I somehow doubt that that’s a message NPR listeners want to hear.

Having been surprised by Blankstein’s previous answer, the interviewer was swift to reassert the usual NPR narrative.

But what if a marriage falls apart and the father’s presence does more harm than good?

Yes, when a divorce occurs, “the father’s presence does more harm than good.” Divorces don’t happen because child custody laws and practices tell mothers loudly and clearly that they’ll get custody of the children, child support and alimony. No indeed. They only happen because the sainted mother is done wrong by the dastardly dad. So, why should we allow kids to see their fathers who only do “more harm than good?”

Needless to say, it never occurred to the NPR interviewer that sometimes mothers do “more harm than good.” Nor did he pause to consider the fact that mothers do twice the abuse and neglect of kids that fathers do. No, the NPR narrative – desperately reiterated – is that we can’t trust fathers to do the right thing by their kids.

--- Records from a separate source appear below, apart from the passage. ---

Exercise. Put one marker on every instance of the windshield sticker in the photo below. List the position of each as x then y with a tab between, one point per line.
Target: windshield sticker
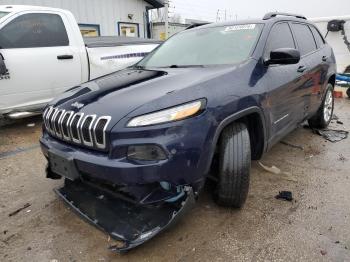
240	27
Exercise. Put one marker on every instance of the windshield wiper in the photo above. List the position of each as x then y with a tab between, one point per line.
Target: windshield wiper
183	66
138	67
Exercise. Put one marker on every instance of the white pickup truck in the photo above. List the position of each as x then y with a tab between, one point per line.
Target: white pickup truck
42	53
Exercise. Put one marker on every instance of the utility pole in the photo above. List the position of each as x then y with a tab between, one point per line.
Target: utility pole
217	15
166	22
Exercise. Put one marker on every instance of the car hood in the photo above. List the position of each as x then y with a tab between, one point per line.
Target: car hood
120	93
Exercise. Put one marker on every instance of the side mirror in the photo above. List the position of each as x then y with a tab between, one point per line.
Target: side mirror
284	56
3	69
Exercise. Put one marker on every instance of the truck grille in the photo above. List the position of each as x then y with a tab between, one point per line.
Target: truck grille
88	130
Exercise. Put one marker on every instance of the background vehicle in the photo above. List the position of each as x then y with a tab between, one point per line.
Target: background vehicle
204	104
42	53
338	38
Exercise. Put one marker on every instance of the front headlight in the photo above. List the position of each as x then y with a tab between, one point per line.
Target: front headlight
168	115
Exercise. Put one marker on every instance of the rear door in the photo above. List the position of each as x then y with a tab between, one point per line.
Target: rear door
284	84
321	59
314	70
39	59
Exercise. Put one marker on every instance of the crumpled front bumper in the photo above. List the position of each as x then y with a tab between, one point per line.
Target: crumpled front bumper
128	223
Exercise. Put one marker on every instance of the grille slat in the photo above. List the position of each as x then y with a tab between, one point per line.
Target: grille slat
100	131
87	130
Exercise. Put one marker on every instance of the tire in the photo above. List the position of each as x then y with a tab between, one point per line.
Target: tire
324	114
234	166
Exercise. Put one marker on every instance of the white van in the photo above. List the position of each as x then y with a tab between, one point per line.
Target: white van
42	53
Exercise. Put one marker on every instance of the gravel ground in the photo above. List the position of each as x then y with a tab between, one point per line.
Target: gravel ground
314	227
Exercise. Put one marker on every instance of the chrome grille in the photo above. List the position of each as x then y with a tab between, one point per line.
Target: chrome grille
88	130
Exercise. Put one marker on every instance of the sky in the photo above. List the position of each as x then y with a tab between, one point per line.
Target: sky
207	9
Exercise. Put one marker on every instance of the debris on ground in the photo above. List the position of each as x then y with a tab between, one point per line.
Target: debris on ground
323	252
276	171
273	169
342	158
292	145
19	210
332	135
285	195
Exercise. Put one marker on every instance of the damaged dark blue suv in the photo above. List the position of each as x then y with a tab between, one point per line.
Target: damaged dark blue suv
135	147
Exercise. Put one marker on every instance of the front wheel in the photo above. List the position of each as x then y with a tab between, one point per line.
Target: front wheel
234	166
324	114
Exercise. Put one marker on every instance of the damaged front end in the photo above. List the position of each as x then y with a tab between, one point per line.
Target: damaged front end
130	224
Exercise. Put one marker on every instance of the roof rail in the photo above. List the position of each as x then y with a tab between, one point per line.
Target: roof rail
274	14
195	25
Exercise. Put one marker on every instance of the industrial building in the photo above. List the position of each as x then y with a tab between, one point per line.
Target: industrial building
104	17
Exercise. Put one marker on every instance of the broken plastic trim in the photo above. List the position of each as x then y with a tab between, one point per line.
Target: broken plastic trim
130	224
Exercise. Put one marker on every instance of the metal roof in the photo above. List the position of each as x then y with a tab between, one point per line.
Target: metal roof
156	3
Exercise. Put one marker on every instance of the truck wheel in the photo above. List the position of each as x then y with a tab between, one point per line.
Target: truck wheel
324	114
234	166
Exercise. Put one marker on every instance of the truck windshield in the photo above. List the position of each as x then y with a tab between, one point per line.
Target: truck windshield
2	14
206	46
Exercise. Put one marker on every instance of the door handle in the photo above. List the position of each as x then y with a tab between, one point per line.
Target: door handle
64	57
301	69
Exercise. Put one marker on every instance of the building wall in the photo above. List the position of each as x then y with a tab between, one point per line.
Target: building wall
106	13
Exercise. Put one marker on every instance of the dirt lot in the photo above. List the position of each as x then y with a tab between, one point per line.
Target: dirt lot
316	226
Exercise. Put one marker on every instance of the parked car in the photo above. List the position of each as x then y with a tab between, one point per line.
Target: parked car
136	147
42	54
336	30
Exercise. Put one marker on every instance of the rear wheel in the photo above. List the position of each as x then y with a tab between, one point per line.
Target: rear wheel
324	114
234	166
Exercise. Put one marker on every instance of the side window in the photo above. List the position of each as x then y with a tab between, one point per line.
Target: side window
34	30
305	39
280	37
319	39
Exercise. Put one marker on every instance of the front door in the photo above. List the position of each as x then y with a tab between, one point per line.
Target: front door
284	84
39	59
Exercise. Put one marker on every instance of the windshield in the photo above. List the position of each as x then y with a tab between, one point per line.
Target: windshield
206	46
2	14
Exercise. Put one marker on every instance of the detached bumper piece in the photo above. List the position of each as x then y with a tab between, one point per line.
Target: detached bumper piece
131	225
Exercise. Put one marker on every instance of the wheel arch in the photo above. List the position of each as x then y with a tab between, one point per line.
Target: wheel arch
331	79
254	119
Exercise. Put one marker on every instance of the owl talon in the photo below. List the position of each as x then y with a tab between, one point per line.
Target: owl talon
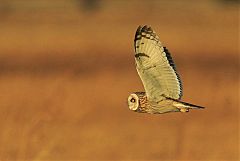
184	110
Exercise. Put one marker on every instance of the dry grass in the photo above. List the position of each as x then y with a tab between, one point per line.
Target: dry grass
64	85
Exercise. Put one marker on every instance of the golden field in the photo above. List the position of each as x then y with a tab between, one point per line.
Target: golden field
67	68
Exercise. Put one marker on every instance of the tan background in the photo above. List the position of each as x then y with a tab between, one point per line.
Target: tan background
67	68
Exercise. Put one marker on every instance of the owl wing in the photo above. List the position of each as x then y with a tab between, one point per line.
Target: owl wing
155	66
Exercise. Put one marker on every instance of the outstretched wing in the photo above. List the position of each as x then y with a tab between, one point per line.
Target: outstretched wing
155	66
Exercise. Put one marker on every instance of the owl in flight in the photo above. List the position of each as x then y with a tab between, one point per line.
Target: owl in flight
155	66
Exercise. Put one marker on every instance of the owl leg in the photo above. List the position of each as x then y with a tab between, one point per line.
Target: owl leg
181	107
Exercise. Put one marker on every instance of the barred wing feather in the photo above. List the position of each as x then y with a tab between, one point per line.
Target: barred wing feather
155	66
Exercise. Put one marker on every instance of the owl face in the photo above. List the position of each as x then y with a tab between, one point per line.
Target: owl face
133	102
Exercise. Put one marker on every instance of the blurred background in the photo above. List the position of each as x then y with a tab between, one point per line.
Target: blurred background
67	68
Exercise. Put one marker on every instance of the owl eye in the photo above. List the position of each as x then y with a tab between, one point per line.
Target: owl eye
133	100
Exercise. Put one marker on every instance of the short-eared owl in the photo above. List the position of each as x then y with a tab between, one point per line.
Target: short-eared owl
158	73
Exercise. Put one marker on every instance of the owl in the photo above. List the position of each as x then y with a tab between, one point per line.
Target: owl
162	84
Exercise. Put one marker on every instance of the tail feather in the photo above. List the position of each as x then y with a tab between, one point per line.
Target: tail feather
191	105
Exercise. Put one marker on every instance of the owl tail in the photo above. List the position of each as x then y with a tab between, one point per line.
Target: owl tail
184	106
191	106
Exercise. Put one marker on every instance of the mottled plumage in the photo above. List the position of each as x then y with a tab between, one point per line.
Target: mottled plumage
158	73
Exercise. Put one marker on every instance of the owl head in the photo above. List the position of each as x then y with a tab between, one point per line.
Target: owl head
133	101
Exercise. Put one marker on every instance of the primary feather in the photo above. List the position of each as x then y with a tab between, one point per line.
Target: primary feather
155	66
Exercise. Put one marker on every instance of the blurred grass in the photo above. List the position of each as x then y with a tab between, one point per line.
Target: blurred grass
66	71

This in the face of an interviewee who’s said nothing except how beneficial fathers are to kids.

Do you know of effective interventions designed by schools to help students who are fatherless and hurting?

Have you listened to a word your interviewee has said? How are schools supposed to solve the problem of fatherlessness? They don’t cause it, they only suffer its consequences. Year after year, millions of kids without fathers pour into classrooms around the country and teachers and administrators are supposed to do what fathers would be doing if they were allowed a role in their kids’ lives. We ask the impossible of those people. So no, schools shouldn’t ask them to correct what the court system and our cultural zeitgeist get so terribly wrong.

Thanks to NPR for interviewing a knowledgeable person on such an important topic. Too bad the interviewer couldn’t get out of his NPR-induced coma long enough to give some constructive thought to what Alan Blankstein was saying.